The hard-throwing Higgins was the enforcer, going right after Nevada's hitters, although the Lady Tigers started making contact against her from the third inning on.
"Towards the end of the game, (the Lady Tigers) started to hit what (Higgins) was giving us and did a much better job of putting the ball in play," Thomsen said. "For us to put the ball in play as many times as we did and actually get the hits that we did, I'm pleased."
Nevada stranded two baserunners in the second -- Shawna Alkire and Kara Kitsmiller -- both of whom drew walks. It also left one baserunner in the third when Megan Ray, who singled and stole both second and third, was left stranded.
The Lady Tigers' best opportunity came in the fourth. Alkire and Kitsmiller hit consecutive one-out singles, but they were left on base after the next two batters were retired to end the inning.
"The first half of the game, I was not all that excited with," Thomsen said. "Nervous jitters or whatever it was, it wasn't pleasant, but the second half of the game was what I had hoped for."
Nevada's lead-off hitter, Katelyn Brier, was robbed of a hit on a line drive in her final at-bat. In the field, Kitsmiller had a web gem, robbing a McDonald County hitter of a home run by reaching back and snaring a long drive at the fence in left.
Sophomore pitcher Rachel Kennedy went the distance for Nevada. She gave up only one run over the final two innings as the Lady Mustangs did nearly all of their damage early.

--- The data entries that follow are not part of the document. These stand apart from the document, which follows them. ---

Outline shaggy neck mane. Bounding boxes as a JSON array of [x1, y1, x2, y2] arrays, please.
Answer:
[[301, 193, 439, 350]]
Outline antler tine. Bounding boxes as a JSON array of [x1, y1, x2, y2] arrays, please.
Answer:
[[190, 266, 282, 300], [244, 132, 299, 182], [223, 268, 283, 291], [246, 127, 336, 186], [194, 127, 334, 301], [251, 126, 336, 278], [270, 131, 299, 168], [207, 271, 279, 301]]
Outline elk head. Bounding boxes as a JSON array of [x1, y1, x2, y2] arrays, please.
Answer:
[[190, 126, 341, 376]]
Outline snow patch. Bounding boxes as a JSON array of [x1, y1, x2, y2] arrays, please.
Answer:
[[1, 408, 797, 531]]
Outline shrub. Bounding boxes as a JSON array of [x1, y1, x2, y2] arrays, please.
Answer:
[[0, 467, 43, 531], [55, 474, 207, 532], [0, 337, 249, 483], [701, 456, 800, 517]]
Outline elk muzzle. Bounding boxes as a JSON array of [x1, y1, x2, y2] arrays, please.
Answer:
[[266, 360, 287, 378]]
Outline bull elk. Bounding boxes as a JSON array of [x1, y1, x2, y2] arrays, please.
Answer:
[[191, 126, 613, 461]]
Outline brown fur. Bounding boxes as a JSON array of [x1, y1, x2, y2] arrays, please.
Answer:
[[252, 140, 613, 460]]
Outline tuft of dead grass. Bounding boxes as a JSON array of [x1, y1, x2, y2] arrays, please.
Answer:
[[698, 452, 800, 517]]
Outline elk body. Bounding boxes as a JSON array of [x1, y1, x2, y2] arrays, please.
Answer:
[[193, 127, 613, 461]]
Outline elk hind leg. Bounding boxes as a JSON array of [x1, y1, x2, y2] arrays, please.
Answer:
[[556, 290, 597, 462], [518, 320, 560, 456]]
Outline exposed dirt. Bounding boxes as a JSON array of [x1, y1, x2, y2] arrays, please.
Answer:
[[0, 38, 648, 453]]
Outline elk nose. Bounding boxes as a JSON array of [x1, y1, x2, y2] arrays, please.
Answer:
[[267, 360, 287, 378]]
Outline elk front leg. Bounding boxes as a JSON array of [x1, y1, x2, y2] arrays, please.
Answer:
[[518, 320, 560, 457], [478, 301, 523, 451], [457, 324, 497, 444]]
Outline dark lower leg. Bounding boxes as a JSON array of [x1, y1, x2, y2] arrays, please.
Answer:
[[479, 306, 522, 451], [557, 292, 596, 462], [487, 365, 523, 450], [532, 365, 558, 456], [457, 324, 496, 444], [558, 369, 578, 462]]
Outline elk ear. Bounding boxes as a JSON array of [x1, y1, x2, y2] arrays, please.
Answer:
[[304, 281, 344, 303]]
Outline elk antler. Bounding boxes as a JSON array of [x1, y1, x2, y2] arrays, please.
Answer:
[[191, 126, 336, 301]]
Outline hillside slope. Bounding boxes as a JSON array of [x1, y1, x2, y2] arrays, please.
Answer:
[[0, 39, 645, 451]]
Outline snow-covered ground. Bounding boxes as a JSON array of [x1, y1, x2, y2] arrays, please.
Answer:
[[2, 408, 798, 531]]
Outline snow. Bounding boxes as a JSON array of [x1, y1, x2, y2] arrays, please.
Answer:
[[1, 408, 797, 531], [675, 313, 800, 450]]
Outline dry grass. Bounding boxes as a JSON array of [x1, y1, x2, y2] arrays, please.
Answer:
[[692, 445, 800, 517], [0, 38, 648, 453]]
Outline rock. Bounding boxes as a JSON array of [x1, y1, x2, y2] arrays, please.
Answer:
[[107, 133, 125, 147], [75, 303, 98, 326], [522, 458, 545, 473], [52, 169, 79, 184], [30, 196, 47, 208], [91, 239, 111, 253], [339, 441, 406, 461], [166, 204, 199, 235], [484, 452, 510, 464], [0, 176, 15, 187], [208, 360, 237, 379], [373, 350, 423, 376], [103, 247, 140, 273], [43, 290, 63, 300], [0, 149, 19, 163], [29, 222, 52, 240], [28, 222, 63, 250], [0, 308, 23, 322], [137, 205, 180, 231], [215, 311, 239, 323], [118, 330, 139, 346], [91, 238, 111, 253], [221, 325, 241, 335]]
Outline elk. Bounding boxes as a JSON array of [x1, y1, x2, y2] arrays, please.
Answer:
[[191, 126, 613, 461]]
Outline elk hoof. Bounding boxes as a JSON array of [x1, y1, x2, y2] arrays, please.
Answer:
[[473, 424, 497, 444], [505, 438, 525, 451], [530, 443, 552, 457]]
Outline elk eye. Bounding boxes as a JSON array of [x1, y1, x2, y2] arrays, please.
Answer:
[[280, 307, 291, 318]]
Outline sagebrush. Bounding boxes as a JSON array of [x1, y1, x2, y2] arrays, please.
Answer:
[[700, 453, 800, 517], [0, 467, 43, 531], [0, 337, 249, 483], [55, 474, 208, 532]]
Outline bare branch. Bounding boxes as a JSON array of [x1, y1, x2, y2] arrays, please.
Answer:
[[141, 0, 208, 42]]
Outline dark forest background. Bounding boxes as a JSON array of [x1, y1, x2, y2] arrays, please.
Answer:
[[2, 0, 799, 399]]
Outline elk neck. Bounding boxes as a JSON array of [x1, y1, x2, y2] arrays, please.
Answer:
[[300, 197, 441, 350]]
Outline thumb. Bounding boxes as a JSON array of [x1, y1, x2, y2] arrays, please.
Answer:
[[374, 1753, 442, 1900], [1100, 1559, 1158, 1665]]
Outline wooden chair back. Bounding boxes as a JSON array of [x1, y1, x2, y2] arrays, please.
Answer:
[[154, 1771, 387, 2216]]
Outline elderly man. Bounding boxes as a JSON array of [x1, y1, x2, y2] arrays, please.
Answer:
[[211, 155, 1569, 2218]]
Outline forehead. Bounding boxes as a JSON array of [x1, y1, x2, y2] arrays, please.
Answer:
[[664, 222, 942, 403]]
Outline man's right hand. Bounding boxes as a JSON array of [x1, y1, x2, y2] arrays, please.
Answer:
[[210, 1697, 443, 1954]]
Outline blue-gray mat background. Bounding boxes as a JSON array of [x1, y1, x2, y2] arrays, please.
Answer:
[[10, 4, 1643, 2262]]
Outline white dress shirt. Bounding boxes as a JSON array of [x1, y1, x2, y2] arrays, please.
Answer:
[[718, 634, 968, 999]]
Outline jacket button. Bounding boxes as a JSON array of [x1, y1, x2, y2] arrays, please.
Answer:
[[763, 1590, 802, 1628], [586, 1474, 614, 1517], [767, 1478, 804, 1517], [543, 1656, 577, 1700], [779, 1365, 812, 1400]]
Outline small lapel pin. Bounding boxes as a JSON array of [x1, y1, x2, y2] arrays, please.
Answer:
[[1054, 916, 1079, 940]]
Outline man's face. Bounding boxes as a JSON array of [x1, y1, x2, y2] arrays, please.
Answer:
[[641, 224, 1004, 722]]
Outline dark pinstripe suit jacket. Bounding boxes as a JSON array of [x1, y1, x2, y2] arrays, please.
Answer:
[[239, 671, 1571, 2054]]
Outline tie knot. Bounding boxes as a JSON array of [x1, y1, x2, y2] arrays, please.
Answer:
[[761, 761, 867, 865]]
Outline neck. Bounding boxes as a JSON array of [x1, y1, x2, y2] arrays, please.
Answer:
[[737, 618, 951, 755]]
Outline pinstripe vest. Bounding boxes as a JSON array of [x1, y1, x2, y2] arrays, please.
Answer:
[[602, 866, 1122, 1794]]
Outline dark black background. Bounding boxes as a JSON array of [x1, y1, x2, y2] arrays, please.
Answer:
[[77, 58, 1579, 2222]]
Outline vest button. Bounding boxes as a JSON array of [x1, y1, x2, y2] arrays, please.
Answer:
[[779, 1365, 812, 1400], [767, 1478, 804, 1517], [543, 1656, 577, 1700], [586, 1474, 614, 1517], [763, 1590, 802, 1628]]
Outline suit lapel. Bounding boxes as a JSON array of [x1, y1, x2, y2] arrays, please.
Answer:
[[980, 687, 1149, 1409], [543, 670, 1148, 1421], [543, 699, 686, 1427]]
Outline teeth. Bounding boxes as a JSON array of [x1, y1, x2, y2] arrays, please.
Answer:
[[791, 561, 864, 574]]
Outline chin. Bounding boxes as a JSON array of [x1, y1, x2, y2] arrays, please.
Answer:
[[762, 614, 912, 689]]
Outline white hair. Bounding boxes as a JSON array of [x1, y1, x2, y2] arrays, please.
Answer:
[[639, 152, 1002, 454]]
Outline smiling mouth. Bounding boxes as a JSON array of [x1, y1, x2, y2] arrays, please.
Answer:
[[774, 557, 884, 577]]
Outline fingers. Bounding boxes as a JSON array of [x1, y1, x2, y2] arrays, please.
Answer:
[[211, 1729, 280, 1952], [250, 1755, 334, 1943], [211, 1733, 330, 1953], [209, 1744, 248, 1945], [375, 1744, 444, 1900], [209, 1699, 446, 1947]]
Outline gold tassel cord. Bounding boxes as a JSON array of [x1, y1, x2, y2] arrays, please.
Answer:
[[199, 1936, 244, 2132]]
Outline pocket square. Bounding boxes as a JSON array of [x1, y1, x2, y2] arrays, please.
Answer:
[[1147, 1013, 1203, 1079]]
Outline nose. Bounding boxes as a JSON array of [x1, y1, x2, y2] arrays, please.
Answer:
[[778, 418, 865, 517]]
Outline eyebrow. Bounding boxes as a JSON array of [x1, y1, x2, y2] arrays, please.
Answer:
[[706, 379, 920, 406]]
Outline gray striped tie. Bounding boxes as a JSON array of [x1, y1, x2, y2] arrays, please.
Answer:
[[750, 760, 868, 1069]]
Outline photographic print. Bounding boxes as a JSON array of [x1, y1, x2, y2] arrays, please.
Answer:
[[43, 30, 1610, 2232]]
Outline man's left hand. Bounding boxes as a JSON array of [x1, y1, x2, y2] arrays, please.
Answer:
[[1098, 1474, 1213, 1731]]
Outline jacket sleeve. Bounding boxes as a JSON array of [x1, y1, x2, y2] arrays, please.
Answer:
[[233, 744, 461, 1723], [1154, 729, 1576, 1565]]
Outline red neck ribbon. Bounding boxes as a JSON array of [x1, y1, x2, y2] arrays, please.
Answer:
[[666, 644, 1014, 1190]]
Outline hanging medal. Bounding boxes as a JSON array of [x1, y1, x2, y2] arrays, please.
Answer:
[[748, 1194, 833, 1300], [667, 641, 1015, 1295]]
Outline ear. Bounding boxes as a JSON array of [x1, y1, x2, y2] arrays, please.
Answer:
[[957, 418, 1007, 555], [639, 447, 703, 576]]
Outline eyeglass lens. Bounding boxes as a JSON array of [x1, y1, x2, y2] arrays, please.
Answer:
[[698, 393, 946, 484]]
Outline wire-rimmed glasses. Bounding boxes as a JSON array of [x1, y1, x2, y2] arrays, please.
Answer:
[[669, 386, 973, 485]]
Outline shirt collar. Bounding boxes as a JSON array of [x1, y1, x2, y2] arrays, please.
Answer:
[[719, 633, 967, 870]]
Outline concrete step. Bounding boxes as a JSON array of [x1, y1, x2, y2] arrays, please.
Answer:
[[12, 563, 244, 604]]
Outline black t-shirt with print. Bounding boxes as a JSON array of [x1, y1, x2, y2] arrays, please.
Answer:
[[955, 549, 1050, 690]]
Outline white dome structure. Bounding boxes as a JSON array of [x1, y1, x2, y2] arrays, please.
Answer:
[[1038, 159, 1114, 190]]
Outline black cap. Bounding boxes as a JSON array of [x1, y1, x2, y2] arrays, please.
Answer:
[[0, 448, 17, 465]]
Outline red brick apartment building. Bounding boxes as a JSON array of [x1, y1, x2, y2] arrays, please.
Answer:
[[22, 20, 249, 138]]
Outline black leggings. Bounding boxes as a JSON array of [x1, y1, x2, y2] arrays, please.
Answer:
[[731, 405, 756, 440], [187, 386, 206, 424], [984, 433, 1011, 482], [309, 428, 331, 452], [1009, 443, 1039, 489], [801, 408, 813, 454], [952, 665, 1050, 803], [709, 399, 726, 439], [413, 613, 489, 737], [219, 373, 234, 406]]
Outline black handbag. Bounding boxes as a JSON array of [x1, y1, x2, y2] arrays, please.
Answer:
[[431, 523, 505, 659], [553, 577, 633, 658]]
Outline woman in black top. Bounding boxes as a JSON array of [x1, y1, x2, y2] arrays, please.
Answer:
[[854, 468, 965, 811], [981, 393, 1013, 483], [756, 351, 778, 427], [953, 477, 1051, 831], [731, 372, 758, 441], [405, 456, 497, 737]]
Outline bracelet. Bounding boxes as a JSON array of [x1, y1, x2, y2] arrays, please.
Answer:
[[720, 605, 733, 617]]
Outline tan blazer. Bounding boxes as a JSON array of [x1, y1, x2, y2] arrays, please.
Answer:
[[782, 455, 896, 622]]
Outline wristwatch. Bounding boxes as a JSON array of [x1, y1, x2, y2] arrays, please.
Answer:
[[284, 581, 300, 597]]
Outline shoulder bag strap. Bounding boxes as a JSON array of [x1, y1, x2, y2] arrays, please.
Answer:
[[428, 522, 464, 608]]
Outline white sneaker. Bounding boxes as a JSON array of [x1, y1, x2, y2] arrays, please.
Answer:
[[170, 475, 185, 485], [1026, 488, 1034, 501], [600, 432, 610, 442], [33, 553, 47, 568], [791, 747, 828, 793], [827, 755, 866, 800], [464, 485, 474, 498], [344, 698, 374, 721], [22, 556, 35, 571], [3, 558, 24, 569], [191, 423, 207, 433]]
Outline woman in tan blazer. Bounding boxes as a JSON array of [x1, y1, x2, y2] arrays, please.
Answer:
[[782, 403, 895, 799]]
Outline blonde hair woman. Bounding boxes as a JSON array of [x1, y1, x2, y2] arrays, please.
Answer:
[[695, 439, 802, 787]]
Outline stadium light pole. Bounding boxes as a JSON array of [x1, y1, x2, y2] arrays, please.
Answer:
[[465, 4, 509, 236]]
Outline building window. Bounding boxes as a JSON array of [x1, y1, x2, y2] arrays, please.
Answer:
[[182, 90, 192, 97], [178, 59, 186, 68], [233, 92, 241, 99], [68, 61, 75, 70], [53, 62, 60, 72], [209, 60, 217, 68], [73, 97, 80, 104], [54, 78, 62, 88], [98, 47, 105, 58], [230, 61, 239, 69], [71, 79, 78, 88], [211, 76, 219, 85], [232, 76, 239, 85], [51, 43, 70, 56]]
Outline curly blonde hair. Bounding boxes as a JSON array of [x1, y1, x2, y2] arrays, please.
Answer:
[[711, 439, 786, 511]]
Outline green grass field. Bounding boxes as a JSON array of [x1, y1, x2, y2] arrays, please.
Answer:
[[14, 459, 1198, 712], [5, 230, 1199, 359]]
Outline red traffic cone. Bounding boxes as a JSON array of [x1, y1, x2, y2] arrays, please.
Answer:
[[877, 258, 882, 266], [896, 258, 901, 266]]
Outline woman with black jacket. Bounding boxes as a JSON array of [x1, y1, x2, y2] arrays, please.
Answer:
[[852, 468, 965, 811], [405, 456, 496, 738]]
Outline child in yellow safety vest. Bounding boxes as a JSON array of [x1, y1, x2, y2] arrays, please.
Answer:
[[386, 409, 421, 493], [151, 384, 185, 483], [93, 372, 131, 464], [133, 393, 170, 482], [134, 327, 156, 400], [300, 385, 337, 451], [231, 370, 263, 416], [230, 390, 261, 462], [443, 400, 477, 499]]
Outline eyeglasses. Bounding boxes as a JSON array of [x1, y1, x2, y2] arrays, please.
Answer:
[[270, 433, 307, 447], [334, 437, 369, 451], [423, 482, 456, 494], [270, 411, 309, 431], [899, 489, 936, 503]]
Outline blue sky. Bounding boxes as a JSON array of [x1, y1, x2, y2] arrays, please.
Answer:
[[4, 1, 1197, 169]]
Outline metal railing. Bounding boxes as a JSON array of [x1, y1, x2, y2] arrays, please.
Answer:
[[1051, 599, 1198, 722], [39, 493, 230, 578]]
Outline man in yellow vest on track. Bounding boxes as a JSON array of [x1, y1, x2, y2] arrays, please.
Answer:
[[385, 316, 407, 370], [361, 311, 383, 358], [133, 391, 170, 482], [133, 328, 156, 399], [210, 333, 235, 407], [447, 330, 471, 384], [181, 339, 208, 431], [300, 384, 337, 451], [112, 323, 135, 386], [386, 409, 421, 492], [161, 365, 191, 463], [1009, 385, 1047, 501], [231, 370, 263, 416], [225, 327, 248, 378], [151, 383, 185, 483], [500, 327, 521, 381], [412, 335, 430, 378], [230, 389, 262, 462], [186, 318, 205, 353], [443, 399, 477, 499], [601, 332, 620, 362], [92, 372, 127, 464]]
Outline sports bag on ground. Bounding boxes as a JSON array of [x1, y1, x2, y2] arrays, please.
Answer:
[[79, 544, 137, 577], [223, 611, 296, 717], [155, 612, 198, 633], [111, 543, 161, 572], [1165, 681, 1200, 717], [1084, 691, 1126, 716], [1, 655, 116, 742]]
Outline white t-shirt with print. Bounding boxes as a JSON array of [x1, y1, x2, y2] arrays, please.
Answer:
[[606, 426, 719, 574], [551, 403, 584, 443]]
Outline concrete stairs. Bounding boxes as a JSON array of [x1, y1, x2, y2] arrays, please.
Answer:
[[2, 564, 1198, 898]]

"She did good," Thomsen said of Kennedy. "We tend to wait until the end to do what we do. They're not going to give up, and I just think they were tentative during the first couple innings."
McDonald County totaled 10 hits, including a two-run double in the first by Tessa Welch. Higgins had a sacrifice fly in the second, and Layne Walters singled in a run in the third to highlight its surge.
Kailey Harvey of the Lady Mustangs homered over the fence down the left-field line, a solo shot in the seventh, to cap the scoring.
Brandi Campbell, Walters and Welch each had two hits for McDonald County.